“Fuck! Sorry, I need to get that.” I shrugged, and carried on with my food, but my spidey senses were tingling all of a sudden, especially as I watched him from under my lashes, and saw the colour drain from his face, making him almost pale.
“He’s where?FUCK! Why? Why now? Jesus Christ!”
He listened for a moment, while I blatantly watched him now, because a person in my line of work tended towards nosiness in situations like this.
“Micro, why the hell did he come? Is someone fucking informing on me?”
Informing on him? Informing about what? To whom?
“Grease?”
He frantically shushed me, turning away to hiss into his phone.
“Does he fucking know where I am? Jesus fuck. Yes, of course I’m with her! Where the fuck else would I be?”
He turned and punched the wall, and I froze in place, having scrambled up from the floor to approach him. Suddenly I wasn’t sure he was even safe to approach.
Chapter Thirty-Three
This is what theymean when they talk about worlds colliding. I always thought the mafia world colliding with the biker world was what would do me in, but it’s this. Me being with a fucking copper, of all people, and I had a terrifying feeling that Rossi already knew.
If he knew I was with her, then she was in more danger than ever. I never should have risked meeting her tonight, but I never imagined he’d just show up at the fucking compound.
“Fuck!” I threw my phone on the bed, and turned to find her practically hugging herself in the middle of the room, her eyes wide and afraid. Afraid of me.
“Jesus, I’m sorry, little pain. I just… I got some news I wasn’t expecting, and I have to go. I… you should go… or maybe you’re safer staying here.” I dropped down to sit on the bed, my head in my hands, the very picture of desolation, because my fucking world just imploded on me.
“What the fuck am I going to do?”
“Grease?”
“It’s all coming crashing down. I have no idea how to fucking fix this,” I whispered, a thousand scenarios running through my mind, and every one of them being deadly for her, if not both of us.
“Grease, you’re scaring me.”
I lifted my head to find her crouching in front of me, still wary, but worried too. I caught her hand as she reached for me, stroking my thumb over her knuckles softly.
“I’m sorry, little pain. I’ve tried so hard to keep you safe, and now I think I’ve put you in danger too.”
Jamie’s fingers locked tight around mine.
“Danger? You’re in danger?”
Jesus, what the hell was I doing, saying any of this to a fucking cop? I lifted her hand to my mouth, kissing it gently.
“Ignore me, I’m being a twat. I just… I need to go, and I think maybe you should use the room for the night. It’s all paid for, and it’s not in my name, so it’s safe.”
“Safe from what? Or is it a person you’re worried about, Grease? Is someone a threat to you? I… maybe I could help?” The fact that she cared, that she was offering to get involved, meant the world to me. If either of us had been someone else, or maybe both of us, maybe this could have been something. Apparently I’d turned into some kind of romantic moron.
“That’s sweet of you, little pain. Maybe in another life we could have been more to each other. It just isn’t going to happen for us.” I stood up, putting distance between us as her face dropped, and she stood up to face me, her hand still up in front of her.

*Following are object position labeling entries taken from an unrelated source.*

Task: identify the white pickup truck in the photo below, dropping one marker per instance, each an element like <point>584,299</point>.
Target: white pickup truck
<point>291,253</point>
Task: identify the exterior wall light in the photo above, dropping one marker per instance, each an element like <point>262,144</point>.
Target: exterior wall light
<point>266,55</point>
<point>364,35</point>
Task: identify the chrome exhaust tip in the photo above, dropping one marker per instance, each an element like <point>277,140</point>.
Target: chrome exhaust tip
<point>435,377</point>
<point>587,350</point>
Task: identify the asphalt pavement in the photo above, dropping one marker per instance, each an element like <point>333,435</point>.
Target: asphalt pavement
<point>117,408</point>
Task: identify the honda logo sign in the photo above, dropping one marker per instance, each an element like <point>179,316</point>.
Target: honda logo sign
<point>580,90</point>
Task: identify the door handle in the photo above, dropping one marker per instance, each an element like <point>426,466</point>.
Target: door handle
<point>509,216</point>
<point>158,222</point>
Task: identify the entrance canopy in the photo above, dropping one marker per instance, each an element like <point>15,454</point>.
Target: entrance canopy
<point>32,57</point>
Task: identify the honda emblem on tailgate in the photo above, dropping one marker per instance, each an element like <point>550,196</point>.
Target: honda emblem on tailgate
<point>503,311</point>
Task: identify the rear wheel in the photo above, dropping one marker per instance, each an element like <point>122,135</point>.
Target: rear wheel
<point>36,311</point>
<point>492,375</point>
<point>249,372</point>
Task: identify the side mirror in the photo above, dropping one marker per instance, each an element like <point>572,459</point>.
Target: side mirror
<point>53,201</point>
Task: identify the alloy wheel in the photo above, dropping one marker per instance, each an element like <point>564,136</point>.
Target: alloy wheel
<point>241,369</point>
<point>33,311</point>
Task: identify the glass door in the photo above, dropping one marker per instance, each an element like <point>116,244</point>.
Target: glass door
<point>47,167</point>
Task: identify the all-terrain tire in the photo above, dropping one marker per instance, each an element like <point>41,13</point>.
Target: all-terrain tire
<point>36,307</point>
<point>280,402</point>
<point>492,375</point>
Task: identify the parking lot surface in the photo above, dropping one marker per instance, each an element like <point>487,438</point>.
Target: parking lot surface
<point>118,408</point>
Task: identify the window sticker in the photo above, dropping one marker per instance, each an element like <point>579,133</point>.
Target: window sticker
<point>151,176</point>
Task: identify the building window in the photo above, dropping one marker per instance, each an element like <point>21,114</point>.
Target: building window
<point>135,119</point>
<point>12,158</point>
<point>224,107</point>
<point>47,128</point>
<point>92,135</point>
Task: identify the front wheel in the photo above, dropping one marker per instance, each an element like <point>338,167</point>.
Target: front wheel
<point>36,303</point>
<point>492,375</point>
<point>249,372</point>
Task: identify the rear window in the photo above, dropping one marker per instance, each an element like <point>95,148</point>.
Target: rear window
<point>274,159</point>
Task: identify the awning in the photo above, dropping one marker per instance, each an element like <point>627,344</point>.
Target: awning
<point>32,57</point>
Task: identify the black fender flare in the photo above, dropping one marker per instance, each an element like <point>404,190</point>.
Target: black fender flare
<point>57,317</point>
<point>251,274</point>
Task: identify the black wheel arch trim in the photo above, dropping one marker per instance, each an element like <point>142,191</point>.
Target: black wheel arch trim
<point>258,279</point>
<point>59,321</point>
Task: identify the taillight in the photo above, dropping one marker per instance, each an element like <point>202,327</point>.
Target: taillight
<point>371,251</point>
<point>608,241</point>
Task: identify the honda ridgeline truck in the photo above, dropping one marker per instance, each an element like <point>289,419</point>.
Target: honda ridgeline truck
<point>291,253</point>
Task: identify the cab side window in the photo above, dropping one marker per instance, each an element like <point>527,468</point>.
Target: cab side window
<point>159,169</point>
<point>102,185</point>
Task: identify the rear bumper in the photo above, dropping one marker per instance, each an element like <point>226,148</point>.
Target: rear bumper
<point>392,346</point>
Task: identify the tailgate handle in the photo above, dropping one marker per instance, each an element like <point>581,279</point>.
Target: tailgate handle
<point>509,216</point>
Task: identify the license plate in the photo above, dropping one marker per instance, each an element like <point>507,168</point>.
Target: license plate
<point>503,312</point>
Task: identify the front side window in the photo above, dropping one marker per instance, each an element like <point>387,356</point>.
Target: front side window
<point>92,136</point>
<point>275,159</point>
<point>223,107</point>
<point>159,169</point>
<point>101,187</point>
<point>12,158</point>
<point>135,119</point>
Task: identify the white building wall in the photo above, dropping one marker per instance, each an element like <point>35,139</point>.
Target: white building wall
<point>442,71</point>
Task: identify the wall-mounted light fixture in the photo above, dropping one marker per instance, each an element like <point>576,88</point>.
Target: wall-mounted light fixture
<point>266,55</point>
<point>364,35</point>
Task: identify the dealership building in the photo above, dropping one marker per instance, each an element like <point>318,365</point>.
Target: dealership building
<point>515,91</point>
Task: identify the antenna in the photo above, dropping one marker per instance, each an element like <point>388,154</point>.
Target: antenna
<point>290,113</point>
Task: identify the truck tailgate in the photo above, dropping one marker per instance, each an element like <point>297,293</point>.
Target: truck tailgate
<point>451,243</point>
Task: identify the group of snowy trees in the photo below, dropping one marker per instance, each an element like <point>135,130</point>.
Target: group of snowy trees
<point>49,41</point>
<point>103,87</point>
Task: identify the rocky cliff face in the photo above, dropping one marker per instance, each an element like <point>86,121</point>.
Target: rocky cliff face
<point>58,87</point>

“Wait, what? You’re… you call me here to a hotel, and make it seem like you want me, and all of a sudden you’re ditching me? Why the hell did I let you make a fool of me like this?”
Fuck me, I strode up to her, one hand sliding into her hair as she tried to recoil from me.
“Let me be clear, Jamie,” I leaned closer, almost so close that I couldn’t focus on her, “I want you, and that didn’t change the whole time we were away from each other, but it won’t work. We’re from very different walks of life. A cop and a dodgy biker? That’s never gonna work. It’ll do you harm, and it could risk your safety. I wish… I fucking wish it could happen, but it won’t.”
I crashed my lips against hers, kissing her hard, putting every fucking ounce of my want and need into it, because this was the last kiss. The final moment. The end of everything for us. It had to be the end.